Gleich alle vier Arien des Belmonte sind auf der CD vertreten, alle vorbildlich textverständlich gesungen und dem Hörer suggerierend, er vernehme sie zum ersten Mal. Phantastisch ist im „Hier soll ich sie nun“ der Schwellton auf der Fermate („bringt“), wie der Ottavio offenbaren die Art des Singens und die Farbe der Stimme einen so sensiblen wie aristokratischen Charakter. Agogikreich wird „Konstanze, dich wiederzusehen“ interpretiert, mal wie innerlich bebend, mal in bruchloser Steigerung wie bei „es hebt sich die schwellende Brust“, ein zartes Tongespinst ist „Traum“ und „ängstlich“ wie „feurig“ sind hörbar nicht nur durch den Wortsinn, sondern auch die vokale Gestaltung. Mühelos wird in „Wenn der Freude“ mit den Verzierungen gespielt, und die gern gemiedene „Baumeisterarie“ erfreut durch eine großartige Phrasierung und durch Verzierungen, die mit Sinn erfüllt werden.

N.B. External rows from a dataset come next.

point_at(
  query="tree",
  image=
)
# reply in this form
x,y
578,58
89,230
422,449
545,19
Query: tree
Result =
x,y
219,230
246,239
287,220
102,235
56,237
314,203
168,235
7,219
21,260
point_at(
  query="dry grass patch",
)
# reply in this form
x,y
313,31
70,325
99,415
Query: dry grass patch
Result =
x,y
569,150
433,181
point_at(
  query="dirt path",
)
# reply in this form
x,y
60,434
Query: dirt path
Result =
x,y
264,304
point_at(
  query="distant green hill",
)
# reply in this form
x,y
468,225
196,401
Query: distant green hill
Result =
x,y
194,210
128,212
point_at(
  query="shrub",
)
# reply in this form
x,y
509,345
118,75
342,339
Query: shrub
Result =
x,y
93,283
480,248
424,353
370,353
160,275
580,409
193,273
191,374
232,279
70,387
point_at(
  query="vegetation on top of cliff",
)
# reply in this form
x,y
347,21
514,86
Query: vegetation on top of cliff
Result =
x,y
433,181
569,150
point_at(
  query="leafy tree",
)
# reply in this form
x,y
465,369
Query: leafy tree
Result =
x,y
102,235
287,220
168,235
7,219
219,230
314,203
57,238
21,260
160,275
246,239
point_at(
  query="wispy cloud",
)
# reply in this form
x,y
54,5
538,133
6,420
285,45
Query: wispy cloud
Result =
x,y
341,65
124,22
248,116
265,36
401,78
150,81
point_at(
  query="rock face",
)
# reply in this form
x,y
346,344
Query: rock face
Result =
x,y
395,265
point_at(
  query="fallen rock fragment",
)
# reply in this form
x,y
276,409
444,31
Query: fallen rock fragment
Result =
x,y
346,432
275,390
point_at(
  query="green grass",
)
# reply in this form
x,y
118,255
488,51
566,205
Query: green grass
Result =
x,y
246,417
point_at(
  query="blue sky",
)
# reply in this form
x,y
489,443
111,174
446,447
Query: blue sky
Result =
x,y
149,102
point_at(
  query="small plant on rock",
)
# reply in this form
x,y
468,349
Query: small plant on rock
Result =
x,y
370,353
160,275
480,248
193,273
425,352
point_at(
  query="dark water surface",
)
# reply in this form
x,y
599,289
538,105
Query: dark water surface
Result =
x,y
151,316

In der Bildnisarie des Tamino scheint die Stimme zu strahlen, entwickelt sich „die Liebe“ variationsreich in den Wiederholungen bis zum Jubelton, ist das „mein“ so viril wie zärtlich, bis es im Überschwang seine Krönung findet.
Von ätherisch schwebend bis zum Überschwang sich steigernd besingt Ferrando in der Cosi die „aura amorosa“, im selten aufgeführten „Io veggio“, „Tradito“ ist nicht auf der CD vertreten, findet ein ausdrucksstarker Wettstreit zwischen einander widerstreitenden Gefühlen statt. Die Ouvertüre zur Così wird vom L’Orfeo Barockorchester unter Michi Gaigg verspielt hurtig, die zu Don Giovanni duftig leicht im Presto, dramatisch wo angebracht gespielt.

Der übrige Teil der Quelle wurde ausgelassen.